Questa mattina a Filia, con la pulizia di alcune aree deturpate dalle discariche abusive (problema ormai ampiamente noto a Castellamonte e dintorni), doveva iniziare il progetto di collaborazione tra l'amministrazione comunale e le cooperative che, sul territorio del Canavese, hanno in gestione i migranti. In particolare questo progetto di volontariato, dopo il via libera della prefettura, è gestito dal Comune insieme alla cooperativa Gt. Dopo le polemiche dei mesi scorsi, insomma, il Comune ha deciso di promouovere un progetto di volontariato che aiuti anche i ragazzi ad integrarsi. Cinque i profughi che hanno deciso di collaborare immediatamente. Al primo appuntamento, però, si è presentato solo il vicesindaco: un'incomprensione tra i promotori del progetto ha rinviato la prima uscita ufficiale.

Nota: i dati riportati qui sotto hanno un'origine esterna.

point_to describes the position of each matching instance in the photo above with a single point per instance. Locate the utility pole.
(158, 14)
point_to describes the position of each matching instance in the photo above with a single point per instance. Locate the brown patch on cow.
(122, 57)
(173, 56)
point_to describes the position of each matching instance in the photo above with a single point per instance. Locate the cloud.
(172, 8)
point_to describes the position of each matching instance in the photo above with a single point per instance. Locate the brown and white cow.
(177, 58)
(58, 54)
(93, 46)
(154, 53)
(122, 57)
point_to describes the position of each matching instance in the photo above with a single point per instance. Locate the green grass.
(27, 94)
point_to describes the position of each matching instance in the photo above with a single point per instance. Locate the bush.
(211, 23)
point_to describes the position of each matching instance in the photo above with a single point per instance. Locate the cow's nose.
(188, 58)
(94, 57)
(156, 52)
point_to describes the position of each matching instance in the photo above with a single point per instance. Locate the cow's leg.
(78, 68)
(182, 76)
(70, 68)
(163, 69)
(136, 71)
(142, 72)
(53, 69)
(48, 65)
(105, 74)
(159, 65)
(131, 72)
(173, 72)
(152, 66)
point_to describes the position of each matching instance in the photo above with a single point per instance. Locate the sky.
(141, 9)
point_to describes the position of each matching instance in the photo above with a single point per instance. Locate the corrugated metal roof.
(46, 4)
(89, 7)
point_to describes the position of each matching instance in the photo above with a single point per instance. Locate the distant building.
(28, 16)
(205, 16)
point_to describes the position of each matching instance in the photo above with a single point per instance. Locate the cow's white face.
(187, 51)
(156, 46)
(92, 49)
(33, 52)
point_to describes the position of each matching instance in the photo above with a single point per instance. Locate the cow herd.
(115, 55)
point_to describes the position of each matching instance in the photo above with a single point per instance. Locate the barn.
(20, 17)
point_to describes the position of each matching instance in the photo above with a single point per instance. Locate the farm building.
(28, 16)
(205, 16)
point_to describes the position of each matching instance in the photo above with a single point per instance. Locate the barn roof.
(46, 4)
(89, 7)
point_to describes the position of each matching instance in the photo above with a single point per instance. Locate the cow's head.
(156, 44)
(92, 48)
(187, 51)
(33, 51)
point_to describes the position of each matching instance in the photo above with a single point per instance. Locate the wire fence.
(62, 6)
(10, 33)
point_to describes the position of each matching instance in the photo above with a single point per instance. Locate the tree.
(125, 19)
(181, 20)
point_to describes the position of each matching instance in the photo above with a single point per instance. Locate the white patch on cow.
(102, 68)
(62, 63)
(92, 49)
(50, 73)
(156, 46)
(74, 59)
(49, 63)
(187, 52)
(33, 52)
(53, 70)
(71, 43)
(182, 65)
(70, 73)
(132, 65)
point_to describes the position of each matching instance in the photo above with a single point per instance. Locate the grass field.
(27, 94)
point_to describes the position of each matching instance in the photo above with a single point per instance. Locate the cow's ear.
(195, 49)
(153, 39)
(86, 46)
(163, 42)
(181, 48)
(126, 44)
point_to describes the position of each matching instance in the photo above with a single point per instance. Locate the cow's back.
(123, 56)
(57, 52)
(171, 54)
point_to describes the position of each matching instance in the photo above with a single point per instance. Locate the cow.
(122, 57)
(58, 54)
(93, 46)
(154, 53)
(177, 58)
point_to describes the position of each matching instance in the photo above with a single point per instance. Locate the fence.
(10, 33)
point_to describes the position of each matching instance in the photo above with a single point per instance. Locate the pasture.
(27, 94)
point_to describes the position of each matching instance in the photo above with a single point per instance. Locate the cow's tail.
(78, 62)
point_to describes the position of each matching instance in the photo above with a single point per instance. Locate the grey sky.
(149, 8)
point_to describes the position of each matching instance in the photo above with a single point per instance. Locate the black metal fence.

«Come già avviene in altri Comuni del Canavese abbiamo deciso di dare una possibilità in più a questi giovani d'integrarsi sul territorio - dice il vicesindaco Giovanni Maddio - e anche di far capire loro che questa, per loro, non è una vacanza». Stamattina Maddio ha fatto da solo ma d'ora in poi toccherà ai migranti. I ragazzi impegnati nel volontariato a Castellamonte provengono da Gambia, Costa d'Avorio e Guinea, ed hanno un'età compresa tra i 18 e i 25 anni. «Nelle settimane successive il numero verrà incrementato con quegli ospiti che ora sono impegnati dalla preparazione delle commissioni». Si occuperanno di attività utili alla comunità come ad esempio la pulizia delle strade o piccole manutenzioni, sempre seguiti e diretti da personale comunale.